Property tax rates in Lackawanna County municipalities cratered when new, higher assessments calculated during the county’s first reassessment since 1968 took effect this year.

While that was the expected result of the reassessment process that by law has to be revenue neutral for taxing bodies, a county- published list of 2026 municipal tax rates shows just how precipitous the rate drops were. Tax rates are expressed in mills, a mill being a $1 tax on every $1,000 of assessed property value.

Among other examples, the municipal millage rate in Dunmore dropped with reassessment from 54 mills last year to just 3.2 mills this year. In Carbondale, the city’s rate fell from 34 to 2.1 mills. Jessup’s borough tax rate fell from 21.7 to 1.81 mills.

Blakely doesn’t levy a borough property tax, so reassessment didn’t impact a municipal rate there.

But the county’s 2026 tax rate plunged, too, from 89.98 mills to just 5.79 mills. And the rates set by school districts will also drop dramatically when those districts adopt budgets and set millage rates for the next fiscal year.

The Scranton School District, the lone district in the county to operate on a calendar year budget as opposed to a traditional July-to-June school district fiscal year, adopted a 2026 budget in December with a reassessment-adjusted tax rate of 9.5585 mills. That’s down considerably from 147.85 mills in 2025.

Why the drops?

The revenue-neutral requirement of reassessment guarantees municipalities and other taxing bodies collect essentially the same amount of property tax revenue after reassessment as they did before. Simply put, that means tax rates must fall as assessed property values used to calculate tax bills rise.

They rose substantially in Lackawanna County, which hadn’t reassessed since the last year of Lyndon Baines Johnson’s presidency, because reassessment is designed to bring assessed values in line with market values and properties cost much more on the real estate market now than they did in 1968.

But lower tax rates may not translate to lower tax bills for individual property owners, just as higher assessed values don’t necessarily mean higher tax bills. A general rule of thumb is that about a third of tax bills increase with reassessment, a third decrease and a third remain the same.

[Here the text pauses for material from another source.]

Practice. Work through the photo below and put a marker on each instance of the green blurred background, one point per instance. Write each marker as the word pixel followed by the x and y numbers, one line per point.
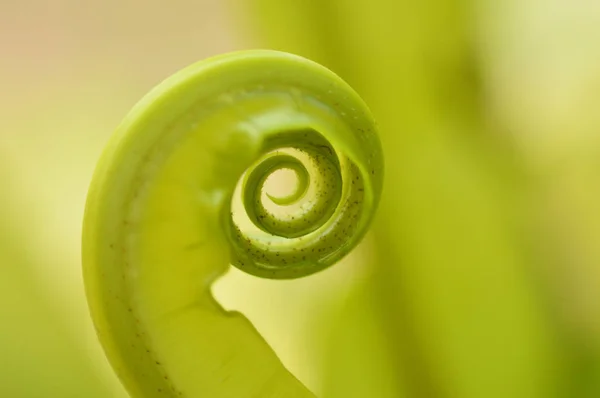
pixel 481 276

A hypothetical Jessup homeowner assessed at $10,000 before reassessment would have paid $217 in borough property taxes last year under the 2025 tax rate of 21.7 mills. If that same homeowner was reassessed at $150,000, they’d owe $271.50 this year under the reassessment-adjusted rate of just 1.81 mills.

The same hypothetical homeowner would have owed $899.80 in county taxes last year, compared to $868.50 this year.

The reassessment’s overall impact on individual property tax burdens will vary.

The full list of reassessment-adjusted municipal tax rates is available online at lackawannacounty.org by clicking the “Assessment” link under the “Government” tab at the top of the site. It’s specifically available under the “Assessment Information” drop-down list by clicking “2026 Lackawanna County Millage.”

Monday Update

THEN: Lackawanna County’s first reassessment since 1968 took effect this year.

NOW: Municipal tax rates fell as expected as assessments rose.